Menurutnya, anak-anak kerap mengakses berbagai permainan dan konten digital tanpa pengawasan yang cukup. Karena itu, pembatasan akses berdasarkan usia dinilai dapat menjadi solusi untuk mengurangi dampak negatif media sosial.
“Kalau ada pembatasan usia untuk konten tertentu, itu justru lebih baik. Karena kecanduan gadget sekarang ini sudah sangat meresahkan,” katanya.
Suparno juga mengajak para orang tua untuk menyikapi kebijakan tersebut secara positif. Ia menilai langkah pemerintah merupakan bentuk kepedulian dalam menjaga perkembangan generasi muda.
“Saya rasa orang tua harus bersyukur, karena pemerintah ikut membantu menjaga anak-anak kita untuk masa depan mereka,” ujarnya.

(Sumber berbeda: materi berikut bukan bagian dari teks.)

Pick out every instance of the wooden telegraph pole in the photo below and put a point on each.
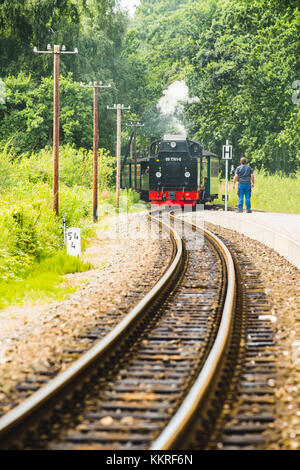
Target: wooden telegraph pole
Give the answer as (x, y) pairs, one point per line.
(95, 146)
(56, 130)
(118, 108)
(56, 51)
(135, 125)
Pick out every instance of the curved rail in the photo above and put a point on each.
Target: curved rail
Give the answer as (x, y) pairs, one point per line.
(175, 431)
(27, 412)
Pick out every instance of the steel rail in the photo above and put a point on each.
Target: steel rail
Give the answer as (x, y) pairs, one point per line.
(175, 431)
(27, 411)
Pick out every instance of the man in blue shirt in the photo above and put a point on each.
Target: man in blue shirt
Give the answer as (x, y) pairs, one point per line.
(244, 175)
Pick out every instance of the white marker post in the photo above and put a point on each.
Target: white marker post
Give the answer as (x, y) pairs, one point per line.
(226, 155)
(73, 241)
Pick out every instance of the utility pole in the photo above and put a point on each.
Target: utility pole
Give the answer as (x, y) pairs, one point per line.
(226, 155)
(118, 108)
(95, 145)
(135, 125)
(56, 51)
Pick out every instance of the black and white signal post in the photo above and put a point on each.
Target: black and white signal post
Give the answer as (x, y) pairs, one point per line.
(226, 155)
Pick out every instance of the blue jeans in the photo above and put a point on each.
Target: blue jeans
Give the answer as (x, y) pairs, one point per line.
(244, 190)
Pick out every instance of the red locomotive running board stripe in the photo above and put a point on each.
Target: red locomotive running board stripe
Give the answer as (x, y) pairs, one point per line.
(173, 197)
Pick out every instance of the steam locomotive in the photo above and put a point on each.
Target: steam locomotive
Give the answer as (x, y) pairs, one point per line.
(177, 172)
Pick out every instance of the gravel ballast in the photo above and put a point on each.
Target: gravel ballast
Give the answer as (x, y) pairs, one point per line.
(281, 281)
(34, 338)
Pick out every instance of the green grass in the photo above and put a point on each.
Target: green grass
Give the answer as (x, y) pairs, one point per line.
(274, 193)
(44, 284)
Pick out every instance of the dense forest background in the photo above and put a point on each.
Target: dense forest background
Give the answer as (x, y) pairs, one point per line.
(239, 61)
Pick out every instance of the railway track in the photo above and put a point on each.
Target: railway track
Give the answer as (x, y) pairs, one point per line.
(152, 382)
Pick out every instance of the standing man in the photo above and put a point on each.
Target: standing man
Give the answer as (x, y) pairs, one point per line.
(244, 175)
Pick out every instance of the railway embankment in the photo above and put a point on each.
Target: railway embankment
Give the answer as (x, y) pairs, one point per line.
(281, 232)
(281, 280)
(34, 338)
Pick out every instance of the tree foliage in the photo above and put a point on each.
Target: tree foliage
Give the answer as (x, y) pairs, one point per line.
(240, 58)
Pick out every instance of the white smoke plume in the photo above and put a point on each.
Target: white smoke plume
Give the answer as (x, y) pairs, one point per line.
(172, 103)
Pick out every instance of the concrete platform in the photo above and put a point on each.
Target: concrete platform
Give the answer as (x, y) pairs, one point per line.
(278, 231)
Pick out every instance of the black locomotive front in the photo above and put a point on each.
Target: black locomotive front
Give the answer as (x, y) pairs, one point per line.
(173, 171)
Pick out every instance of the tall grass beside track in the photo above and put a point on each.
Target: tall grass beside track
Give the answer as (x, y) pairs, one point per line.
(32, 254)
(272, 193)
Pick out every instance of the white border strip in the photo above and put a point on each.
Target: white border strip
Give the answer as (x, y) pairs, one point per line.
(284, 245)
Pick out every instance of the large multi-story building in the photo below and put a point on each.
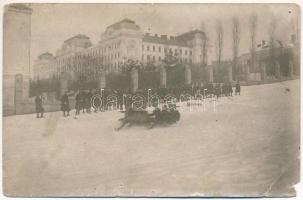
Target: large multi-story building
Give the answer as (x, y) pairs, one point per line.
(120, 42)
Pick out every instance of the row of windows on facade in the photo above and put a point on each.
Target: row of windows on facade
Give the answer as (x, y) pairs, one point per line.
(153, 58)
(166, 50)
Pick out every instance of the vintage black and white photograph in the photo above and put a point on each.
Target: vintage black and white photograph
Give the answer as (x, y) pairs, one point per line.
(151, 100)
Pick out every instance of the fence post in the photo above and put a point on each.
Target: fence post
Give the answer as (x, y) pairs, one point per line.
(187, 75)
(162, 76)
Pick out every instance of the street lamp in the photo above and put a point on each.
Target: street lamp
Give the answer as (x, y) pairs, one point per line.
(148, 97)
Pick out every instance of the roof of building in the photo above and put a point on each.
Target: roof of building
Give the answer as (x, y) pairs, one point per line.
(190, 35)
(126, 23)
(163, 40)
(20, 6)
(79, 36)
(46, 55)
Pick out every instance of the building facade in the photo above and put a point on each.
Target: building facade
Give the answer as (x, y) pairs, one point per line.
(16, 56)
(119, 43)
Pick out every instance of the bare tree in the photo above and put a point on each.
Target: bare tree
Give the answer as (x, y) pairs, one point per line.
(219, 41)
(236, 41)
(272, 39)
(253, 22)
(205, 45)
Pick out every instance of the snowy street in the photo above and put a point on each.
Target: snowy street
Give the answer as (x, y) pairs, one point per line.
(249, 144)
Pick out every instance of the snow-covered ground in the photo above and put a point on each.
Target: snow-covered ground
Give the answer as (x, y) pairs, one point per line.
(248, 145)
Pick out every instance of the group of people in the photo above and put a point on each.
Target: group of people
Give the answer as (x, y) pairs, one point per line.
(84, 100)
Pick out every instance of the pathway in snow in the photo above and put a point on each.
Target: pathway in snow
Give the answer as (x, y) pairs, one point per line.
(248, 144)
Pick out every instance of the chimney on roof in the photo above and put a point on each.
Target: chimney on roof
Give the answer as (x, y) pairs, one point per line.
(164, 37)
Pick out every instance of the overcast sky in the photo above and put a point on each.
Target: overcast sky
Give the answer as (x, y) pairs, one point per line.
(54, 23)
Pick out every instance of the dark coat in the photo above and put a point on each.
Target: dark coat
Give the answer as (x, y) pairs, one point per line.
(38, 102)
(65, 103)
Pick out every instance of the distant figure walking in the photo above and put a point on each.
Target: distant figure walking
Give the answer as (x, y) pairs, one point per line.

Selain dampak sosial dan psikologis, ia juga menyoroti dampak kesehatan akibat penggunaan gadget berlebihan. Menurutnya, kini banyak anak usia sekolah dasar yang sudah mengalami gangguan penglihatan.
“Sekarang kita lihat anak-anak SD sudah banyak yang memakai kacamata tebal. Ini salah satunya akibat paparan layar gadget sejak usia dini,” pungkasnya.